A shoulder replacement is indicated in the case of osteoarthritis for which medical treatment is ineffective.
When the rotator cuff tendons in the shoulder are preserved, a so-called “anatomical” total shoulder replacement can be proposed.
An anterior incision is made in the shoulder.
The muscles are moved aside to expose the anterior shoulder tendon. Humeral head can then be exposed and cut.
Different rasps are used to prepare the surface for the insertion of the humeral implant.
The glenoid cavity is then exposed. The bone is specifically prepared using different cutters. The implant is second to place.
The implant is then reduced. Immobilization of the shoulder for 3 weeks followed by prompt rehabilitation will help ensure recovery of a painless, normal range of motion.

Part 2
With osteoarthritis and a pre-existing tear of the shoulder tendons, the humeral head tends to migrate upwards.
A standard anatomical replacement is not possible.
A reverse replacement is necessary that can offset the lack of tendons.
The same approach is used.
The humeral head is cut. Then, the bone is prepared with rasps to allow the placement of the socket-shaped humeral component.
The humeral glenoid is then exposed.
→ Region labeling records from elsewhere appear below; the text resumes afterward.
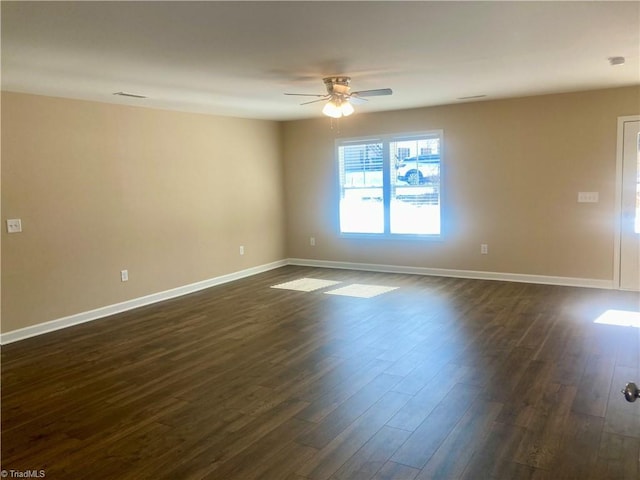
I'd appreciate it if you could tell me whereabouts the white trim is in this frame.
[289,258,613,289]
[613,115,640,289]
[0,260,288,345]
[0,258,615,345]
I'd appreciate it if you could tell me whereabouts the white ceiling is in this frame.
[1,1,640,120]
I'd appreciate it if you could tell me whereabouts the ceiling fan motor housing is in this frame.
[322,77,351,95]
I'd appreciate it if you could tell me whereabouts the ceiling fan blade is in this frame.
[351,88,393,97]
[285,93,327,97]
[349,95,369,105]
[300,96,331,105]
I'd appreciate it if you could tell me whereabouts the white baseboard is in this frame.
[0,260,288,345]
[0,258,614,345]
[289,258,614,289]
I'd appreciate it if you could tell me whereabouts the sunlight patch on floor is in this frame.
[271,278,340,292]
[593,310,640,328]
[324,283,398,298]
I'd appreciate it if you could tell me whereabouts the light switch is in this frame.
[7,218,22,233]
[578,192,599,203]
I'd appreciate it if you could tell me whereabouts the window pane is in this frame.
[389,136,440,235]
[338,143,384,233]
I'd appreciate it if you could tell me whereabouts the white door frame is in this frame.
[613,115,640,290]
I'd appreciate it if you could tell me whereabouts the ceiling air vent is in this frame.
[114,92,147,98]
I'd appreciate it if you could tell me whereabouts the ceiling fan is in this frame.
[285,77,393,118]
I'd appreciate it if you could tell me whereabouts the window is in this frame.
[337,131,442,236]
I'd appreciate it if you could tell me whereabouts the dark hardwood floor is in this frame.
[1,266,640,480]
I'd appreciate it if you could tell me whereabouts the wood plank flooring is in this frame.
[1,266,640,480]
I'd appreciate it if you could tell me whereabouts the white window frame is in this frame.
[335,130,445,240]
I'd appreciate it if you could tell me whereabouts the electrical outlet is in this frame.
[578,192,600,203]
[7,218,22,233]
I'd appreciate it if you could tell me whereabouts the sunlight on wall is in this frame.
[593,310,640,328]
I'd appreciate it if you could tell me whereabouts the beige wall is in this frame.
[1,87,640,332]
[1,92,285,332]
[283,87,640,280]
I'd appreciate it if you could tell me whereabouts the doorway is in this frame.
[614,115,640,291]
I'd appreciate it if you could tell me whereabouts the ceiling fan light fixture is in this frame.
[322,100,342,118]
[322,98,355,118]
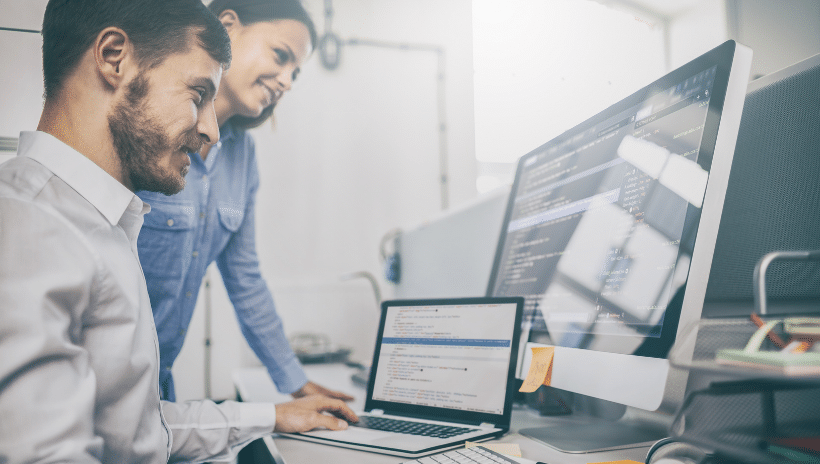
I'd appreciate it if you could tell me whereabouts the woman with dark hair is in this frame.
[138,0,352,401]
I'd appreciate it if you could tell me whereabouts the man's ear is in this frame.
[93,27,134,89]
[219,10,242,35]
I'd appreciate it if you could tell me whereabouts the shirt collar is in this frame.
[17,131,145,225]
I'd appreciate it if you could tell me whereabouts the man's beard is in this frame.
[108,76,203,195]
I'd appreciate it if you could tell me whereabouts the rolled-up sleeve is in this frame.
[162,401,276,462]
[0,198,103,463]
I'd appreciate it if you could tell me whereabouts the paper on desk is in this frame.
[464,441,522,458]
[518,346,555,393]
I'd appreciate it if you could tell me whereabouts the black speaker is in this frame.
[704,55,820,317]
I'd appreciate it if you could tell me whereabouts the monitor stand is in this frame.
[518,387,670,453]
[518,418,668,453]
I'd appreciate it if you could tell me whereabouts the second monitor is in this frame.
[488,41,751,454]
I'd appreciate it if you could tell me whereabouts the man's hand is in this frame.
[291,382,353,401]
[273,395,359,433]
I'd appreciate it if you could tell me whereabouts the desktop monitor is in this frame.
[487,41,751,446]
[703,55,820,318]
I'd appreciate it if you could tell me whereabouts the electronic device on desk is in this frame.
[488,41,752,452]
[402,446,544,464]
[283,297,524,457]
[704,51,820,318]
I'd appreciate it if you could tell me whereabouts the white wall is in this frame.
[0,0,47,163]
[727,0,820,78]
[174,0,476,399]
[669,0,820,79]
[668,0,729,70]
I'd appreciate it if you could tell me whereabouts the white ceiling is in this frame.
[616,0,704,18]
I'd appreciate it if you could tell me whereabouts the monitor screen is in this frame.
[488,41,748,410]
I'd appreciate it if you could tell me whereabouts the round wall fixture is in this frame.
[319,32,342,71]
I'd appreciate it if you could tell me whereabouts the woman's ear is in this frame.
[93,27,133,89]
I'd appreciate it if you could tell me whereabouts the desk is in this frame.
[233,364,648,464]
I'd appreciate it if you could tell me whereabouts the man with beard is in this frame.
[0,0,356,463]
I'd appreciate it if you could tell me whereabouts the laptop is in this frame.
[282,297,524,457]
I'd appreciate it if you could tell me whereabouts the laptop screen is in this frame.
[370,299,519,415]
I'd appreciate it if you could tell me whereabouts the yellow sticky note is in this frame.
[464,441,522,458]
[518,346,555,393]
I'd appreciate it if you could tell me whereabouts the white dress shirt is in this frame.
[0,132,276,463]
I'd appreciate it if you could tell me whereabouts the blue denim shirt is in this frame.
[137,123,307,401]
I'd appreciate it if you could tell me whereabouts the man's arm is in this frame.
[0,198,103,462]
[162,396,358,462]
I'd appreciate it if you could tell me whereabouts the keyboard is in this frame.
[402,446,540,464]
[350,416,479,438]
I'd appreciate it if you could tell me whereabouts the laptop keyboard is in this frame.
[402,447,518,464]
[350,416,479,438]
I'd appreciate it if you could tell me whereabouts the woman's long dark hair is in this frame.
[208,0,317,129]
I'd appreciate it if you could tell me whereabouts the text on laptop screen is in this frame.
[373,303,516,414]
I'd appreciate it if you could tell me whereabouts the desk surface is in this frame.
[233,364,647,464]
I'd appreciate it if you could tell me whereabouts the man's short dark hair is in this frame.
[42,0,231,98]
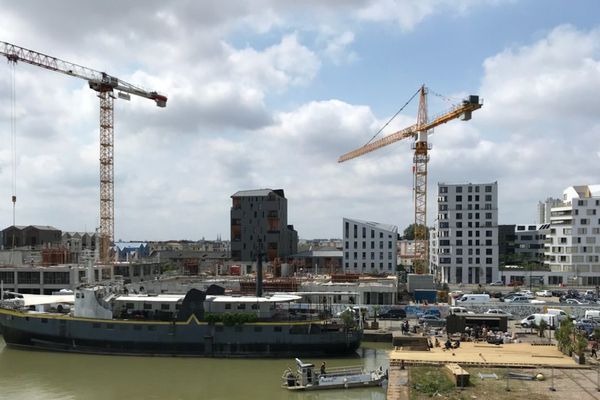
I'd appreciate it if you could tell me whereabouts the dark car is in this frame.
[419,315,446,327]
[378,308,406,319]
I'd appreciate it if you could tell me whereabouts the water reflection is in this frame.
[0,339,390,400]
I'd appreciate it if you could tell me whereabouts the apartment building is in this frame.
[430,182,499,284]
[231,189,298,262]
[544,185,600,286]
[342,218,398,275]
[537,197,562,224]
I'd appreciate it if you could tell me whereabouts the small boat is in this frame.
[281,358,387,390]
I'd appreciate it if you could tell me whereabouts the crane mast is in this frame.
[338,85,482,274]
[0,42,167,263]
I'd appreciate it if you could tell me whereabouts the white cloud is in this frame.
[325,31,358,64]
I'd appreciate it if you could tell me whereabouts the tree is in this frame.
[402,224,429,240]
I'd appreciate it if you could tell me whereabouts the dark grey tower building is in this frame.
[231,189,298,261]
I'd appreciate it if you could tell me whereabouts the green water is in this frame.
[0,339,390,400]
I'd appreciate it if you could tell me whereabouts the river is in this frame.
[0,338,391,400]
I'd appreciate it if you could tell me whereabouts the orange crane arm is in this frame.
[338,96,482,163]
[0,42,167,107]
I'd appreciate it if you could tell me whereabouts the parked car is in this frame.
[450,307,475,315]
[521,314,558,328]
[419,315,446,327]
[423,308,442,317]
[484,308,515,320]
[565,299,590,305]
[378,308,406,319]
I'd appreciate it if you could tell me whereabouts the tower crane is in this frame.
[0,42,167,263]
[338,85,483,274]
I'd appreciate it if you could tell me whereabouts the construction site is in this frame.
[387,337,600,400]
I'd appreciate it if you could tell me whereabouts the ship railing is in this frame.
[323,365,365,377]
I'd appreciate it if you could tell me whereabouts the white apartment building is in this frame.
[342,218,398,274]
[537,197,562,224]
[544,185,600,286]
[430,182,499,284]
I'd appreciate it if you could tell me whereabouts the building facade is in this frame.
[430,182,499,284]
[231,189,298,262]
[544,185,600,286]
[537,197,562,224]
[515,224,550,265]
[342,218,398,275]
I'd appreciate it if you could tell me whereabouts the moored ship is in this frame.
[0,285,362,357]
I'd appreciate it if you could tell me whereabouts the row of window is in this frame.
[344,251,393,260]
[344,261,392,271]
[440,257,494,265]
[344,222,392,239]
[440,185,492,193]
[439,239,493,246]
[344,241,393,249]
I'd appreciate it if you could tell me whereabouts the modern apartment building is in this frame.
[515,224,550,264]
[537,197,562,224]
[342,218,398,274]
[231,189,298,262]
[544,185,600,286]
[430,182,499,284]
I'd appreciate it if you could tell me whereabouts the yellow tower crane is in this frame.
[0,42,167,263]
[338,85,482,274]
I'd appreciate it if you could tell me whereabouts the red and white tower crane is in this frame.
[0,42,167,263]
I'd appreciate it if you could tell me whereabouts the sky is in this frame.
[0,0,600,240]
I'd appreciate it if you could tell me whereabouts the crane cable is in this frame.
[365,88,421,146]
[9,61,17,228]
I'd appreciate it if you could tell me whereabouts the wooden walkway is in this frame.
[387,364,410,400]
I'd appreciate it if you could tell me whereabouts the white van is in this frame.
[449,307,475,315]
[456,294,490,305]
[546,308,571,321]
[584,310,600,319]
[521,314,558,329]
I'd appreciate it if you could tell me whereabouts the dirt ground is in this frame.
[409,366,600,400]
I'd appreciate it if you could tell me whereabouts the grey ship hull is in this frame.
[0,309,362,358]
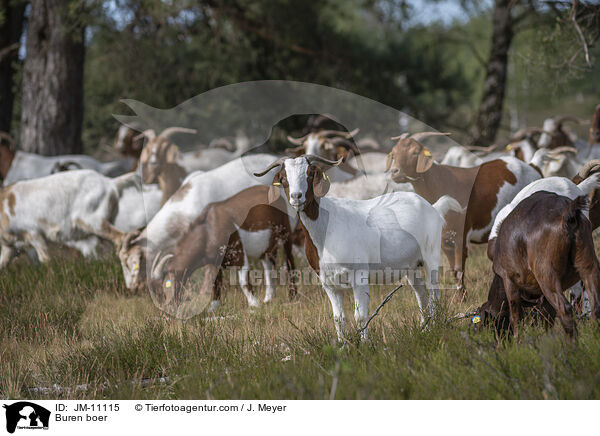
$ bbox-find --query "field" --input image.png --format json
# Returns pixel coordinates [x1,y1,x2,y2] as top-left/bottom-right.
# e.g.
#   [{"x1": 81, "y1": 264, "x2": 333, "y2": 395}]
[{"x1": 0, "y1": 242, "x2": 600, "y2": 399}]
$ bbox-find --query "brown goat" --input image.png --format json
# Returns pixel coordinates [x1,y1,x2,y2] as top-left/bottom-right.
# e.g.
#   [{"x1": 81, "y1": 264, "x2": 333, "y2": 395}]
[
  {"x1": 480, "y1": 191, "x2": 600, "y2": 338},
  {"x1": 140, "y1": 127, "x2": 195, "y2": 205},
  {"x1": 149, "y1": 185, "x2": 296, "y2": 306},
  {"x1": 386, "y1": 132, "x2": 541, "y2": 298}
]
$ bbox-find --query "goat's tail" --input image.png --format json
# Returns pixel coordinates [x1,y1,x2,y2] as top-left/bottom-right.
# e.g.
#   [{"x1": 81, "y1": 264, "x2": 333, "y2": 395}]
[
  {"x1": 433, "y1": 195, "x2": 465, "y2": 221},
  {"x1": 577, "y1": 173, "x2": 600, "y2": 195},
  {"x1": 113, "y1": 171, "x2": 142, "y2": 197},
  {"x1": 562, "y1": 195, "x2": 590, "y2": 233}
]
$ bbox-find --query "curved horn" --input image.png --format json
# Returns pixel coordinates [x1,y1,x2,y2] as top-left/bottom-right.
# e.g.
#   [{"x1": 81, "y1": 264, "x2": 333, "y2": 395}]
[
  {"x1": 0, "y1": 131, "x2": 17, "y2": 151},
  {"x1": 151, "y1": 253, "x2": 175, "y2": 280},
  {"x1": 133, "y1": 129, "x2": 156, "y2": 141},
  {"x1": 317, "y1": 128, "x2": 360, "y2": 139},
  {"x1": 548, "y1": 145, "x2": 577, "y2": 156},
  {"x1": 577, "y1": 159, "x2": 600, "y2": 179},
  {"x1": 554, "y1": 115, "x2": 587, "y2": 128},
  {"x1": 410, "y1": 132, "x2": 450, "y2": 141},
  {"x1": 306, "y1": 154, "x2": 344, "y2": 167},
  {"x1": 254, "y1": 157, "x2": 288, "y2": 177},
  {"x1": 158, "y1": 127, "x2": 198, "y2": 138},
  {"x1": 329, "y1": 138, "x2": 360, "y2": 155},
  {"x1": 285, "y1": 145, "x2": 305, "y2": 156},
  {"x1": 287, "y1": 133, "x2": 310, "y2": 145},
  {"x1": 391, "y1": 132, "x2": 408, "y2": 141}
]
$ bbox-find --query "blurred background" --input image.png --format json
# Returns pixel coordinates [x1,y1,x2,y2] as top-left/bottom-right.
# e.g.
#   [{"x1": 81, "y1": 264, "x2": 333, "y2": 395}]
[{"x1": 0, "y1": 0, "x2": 600, "y2": 155}]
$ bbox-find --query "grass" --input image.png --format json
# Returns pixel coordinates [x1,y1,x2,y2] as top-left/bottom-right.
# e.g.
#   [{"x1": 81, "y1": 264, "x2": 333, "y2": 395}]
[{"x1": 0, "y1": 242, "x2": 600, "y2": 399}]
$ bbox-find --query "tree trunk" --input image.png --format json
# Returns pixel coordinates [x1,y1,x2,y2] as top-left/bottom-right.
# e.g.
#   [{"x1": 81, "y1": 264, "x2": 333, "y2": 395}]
[
  {"x1": 20, "y1": 0, "x2": 85, "y2": 155},
  {"x1": 0, "y1": 0, "x2": 25, "y2": 132},
  {"x1": 473, "y1": 0, "x2": 513, "y2": 146}
]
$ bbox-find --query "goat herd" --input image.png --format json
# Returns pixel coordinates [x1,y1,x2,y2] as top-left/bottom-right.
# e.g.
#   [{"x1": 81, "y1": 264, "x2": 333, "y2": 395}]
[{"x1": 0, "y1": 105, "x2": 600, "y2": 340}]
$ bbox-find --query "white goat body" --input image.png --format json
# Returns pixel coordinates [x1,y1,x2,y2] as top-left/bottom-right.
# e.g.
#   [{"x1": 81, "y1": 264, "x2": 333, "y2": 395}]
[{"x1": 4, "y1": 151, "x2": 135, "y2": 185}]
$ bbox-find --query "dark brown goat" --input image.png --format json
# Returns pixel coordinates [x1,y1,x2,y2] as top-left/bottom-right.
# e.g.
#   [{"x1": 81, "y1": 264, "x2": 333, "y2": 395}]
[
  {"x1": 386, "y1": 132, "x2": 541, "y2": 298},
  {"x1": 149, "y1": 185, "x2": 296, "y2": 303},
  {"x1": 479, "y1": 191, "x2": 600, "y2": 337}
]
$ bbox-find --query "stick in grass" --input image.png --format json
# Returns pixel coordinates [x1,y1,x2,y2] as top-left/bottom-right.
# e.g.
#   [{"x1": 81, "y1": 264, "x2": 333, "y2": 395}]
[{"x1": 358, "y1": 284, "x2": 402, "y2": 333}]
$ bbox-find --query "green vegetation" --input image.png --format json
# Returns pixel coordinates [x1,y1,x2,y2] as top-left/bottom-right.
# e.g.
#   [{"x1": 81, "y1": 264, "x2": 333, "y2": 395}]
[{"x1": 0, "y1": 247, "x2": 600, "y2": 399}]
The bone is prepared using different cutters. This preparation enable placement of a cementless component fixed with 4 screws in which the glenoid hemisphere can be inserted.
The 2 implants are put back into place. The deltoid muscle in the shoulder can once again assume its lifting role thanks to the shape of the implant.
The shoulder is no longer painful and full range of motion is generally restored.
Post-operative recovery is the same, with immobilization in a vest for 3 weeks.

Knee ligament reconstruction

The knee is a fundamental joint connecting the femur to the tibia and the fibula. It is composed of various structures, as illustrated in this video, which can be damaged or worn: menisci, cartilage, ligaments…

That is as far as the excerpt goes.